Darwin September 6, 2011 at 11:10 pm

Ah, teacher. So’s my wife. Teachers have that union/seniority thing going for them. You’ve probably got a 99% chance of making that retirement date. I think outside public sector union jobs, younger and corporate positions are going to be more short-lived than prior generations.


Squirrelers September 7, 2011 at 1:39 am

There are many jobs that could be outsourced, or even cut, in today’s economy. This will likely increase going forward, all signs point toward it.

I recall dealing with a consulting firm years ago that got paid a handsome amount of money (probably 7 figures annually, from what I surmise) to do some analytical work . Good people, guys that would talk sports with you, talk golf, etc. Sharp, good MBA program-types it seemed. They had a nice gig, it appeared.

A few years later when I was no longer involved, I heard that an overseas company came in and undercut them significantly. The relationships, the rapport, sports talk,etc – all kicked to the curb. What was lacked in communication skills was made up for by heavy price competition for obstensibly the same kind of work.

The era of entitlement is over.


Darwin September 7, 2011 at 8:41 am

Yeah, the sports talk only goes so far. The entitlement, denial, complacency, whatever we call it. It’s quickly coming to an end in some segments. Many appear to remain untouched (govt, unions, etc), but same ultimate outcome.


Revanche September 7, 2011 at 7:41 am

I think that no jobs are ever safe in principle, so have always acted accordingly when it comes to my own.
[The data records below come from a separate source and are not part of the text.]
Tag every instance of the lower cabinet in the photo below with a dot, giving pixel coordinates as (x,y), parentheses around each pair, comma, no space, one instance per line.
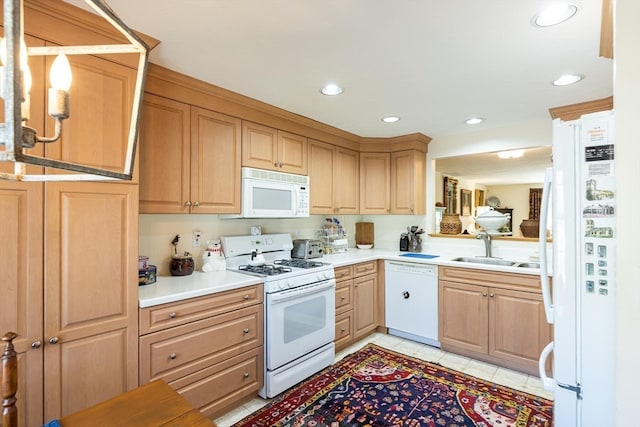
(356,302)
(210,349)
(493,316)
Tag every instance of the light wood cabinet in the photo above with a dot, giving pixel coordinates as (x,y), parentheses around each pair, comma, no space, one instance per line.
(210,349)
(357,301)
(492,316)
(75,308)
(375,183)
(408,182)
(264,147)
(333,179)
(190,159)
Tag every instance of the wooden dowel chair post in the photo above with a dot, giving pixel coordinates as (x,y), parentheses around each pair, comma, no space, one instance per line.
(9,381)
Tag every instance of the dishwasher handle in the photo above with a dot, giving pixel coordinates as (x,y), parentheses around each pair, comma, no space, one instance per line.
(412,268)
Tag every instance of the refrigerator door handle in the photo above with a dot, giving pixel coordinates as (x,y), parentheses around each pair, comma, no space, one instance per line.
(542,241)
(547,382)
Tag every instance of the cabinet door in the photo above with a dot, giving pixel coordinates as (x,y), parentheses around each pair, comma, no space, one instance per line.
(408,182)
(215,162)
(464,316)
(91,294)
(97,130)
(346,184)
(292,153)
(165,156)
(518,330)
(21,287)
(259,146)
(375,183)
(365,298)
(321,176)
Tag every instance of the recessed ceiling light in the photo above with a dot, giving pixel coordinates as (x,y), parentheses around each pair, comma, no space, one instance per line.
(390,119)
(568,79)
(511,154)
(331,89)
(555,15)
(474,120)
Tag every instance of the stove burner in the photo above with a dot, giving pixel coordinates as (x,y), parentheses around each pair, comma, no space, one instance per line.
(267,270)
(298,263)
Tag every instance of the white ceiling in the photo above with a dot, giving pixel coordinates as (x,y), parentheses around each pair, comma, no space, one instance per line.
(434,63)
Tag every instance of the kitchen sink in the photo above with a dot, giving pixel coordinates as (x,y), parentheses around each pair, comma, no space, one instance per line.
(497,261)
(490,261)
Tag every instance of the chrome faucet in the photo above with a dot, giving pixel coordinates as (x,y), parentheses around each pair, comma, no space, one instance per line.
(487,242)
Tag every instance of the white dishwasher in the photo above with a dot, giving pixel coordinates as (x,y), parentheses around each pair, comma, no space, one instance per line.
(411,301)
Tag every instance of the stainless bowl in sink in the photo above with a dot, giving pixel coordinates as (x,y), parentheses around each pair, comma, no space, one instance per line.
(528,265)
(481,260)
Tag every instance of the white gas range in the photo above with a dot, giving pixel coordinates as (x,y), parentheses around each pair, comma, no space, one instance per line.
(299,307)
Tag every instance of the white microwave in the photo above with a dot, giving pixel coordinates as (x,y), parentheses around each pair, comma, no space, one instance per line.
(269,194)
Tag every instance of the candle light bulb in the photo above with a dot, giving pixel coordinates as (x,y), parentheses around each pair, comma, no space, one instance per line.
(60,74)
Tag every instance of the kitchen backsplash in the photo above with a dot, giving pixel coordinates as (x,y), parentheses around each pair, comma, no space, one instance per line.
(157,231)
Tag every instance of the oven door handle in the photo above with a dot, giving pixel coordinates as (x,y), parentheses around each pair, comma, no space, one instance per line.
(278,297)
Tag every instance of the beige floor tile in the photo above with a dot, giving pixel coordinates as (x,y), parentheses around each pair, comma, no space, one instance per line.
(454,361)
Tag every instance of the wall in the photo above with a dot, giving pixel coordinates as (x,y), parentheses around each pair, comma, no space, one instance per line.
(627,107)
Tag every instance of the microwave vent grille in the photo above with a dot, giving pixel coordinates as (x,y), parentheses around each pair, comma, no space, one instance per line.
(275,176)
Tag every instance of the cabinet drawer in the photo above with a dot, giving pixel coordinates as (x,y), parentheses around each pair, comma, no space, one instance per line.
(344,296)
(515,281)
(343,273)
(343,330)
(219,386)
(364,268)
(182,350)
(165,316)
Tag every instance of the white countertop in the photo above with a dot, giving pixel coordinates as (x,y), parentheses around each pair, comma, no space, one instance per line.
(175,288)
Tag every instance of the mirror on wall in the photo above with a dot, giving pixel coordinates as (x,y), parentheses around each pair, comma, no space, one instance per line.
(501,183)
In more senior roles, I have had to work with groups to increase outsourcing where appropriate and necessary to keep the business running because we literally could not keep pace with the growth hiring internally, however, that’s not a sign of the end times.

We are also now taking a close look at redefining which core functions may remain outsourced, which may be outsourced in the future and which outsourced functions need to return to internal staff. It’s an interesting exercise and we have been able to make a good many logical and sound business arguments for a fair number of tasks to be brought back in-house to some degree and therefore created new jobs. I’ve actually doubled my staff in house and outsource staff over the last six months. Conservatively, it wouldn’t be outrageous to expect more of that.


Darwin September 7, 2011 at 8:42 am

Yeah, that’s kinda what happened to us. We basically ran out of qualified project managers and had to go external. Usually PMs were like 15-25 years industry experience (and these contractors are), and it was assumed only core high performers could handle the job, but we’ve found several contractors to manage some peak work. If you asked me a year ago, I would have said impossible. now it’s reality.


JT September 7, 2011 at 1:31 pm

The difference between jobs that can be outsourced and those that can’t is thought, in my view.

Data entry, for example, is something that is easily outsourced. However, interpretation of the data for use in marketing, financing, or other high-level business management processes will never be outsourced. There’s just too much risk to allow another firm or outside individuals to run a portion of the business dedicated to building a competitive edge.


101 Centavos September 8, 2011 at 6:58 am

Outsourcing is part of my job description. We like to joke around that in least in theory, we could outsource the whole company function to our competition.


Pam September 10, 2011 at 9:59 pm

After reading several books written by entrepreneurs and business people, I have learned that no job is really all that “secure” as companies rise and fall, downsize, or outsource to countries with cheaper labor, which can result in a decrease in hours or the loss of a steady paycheck.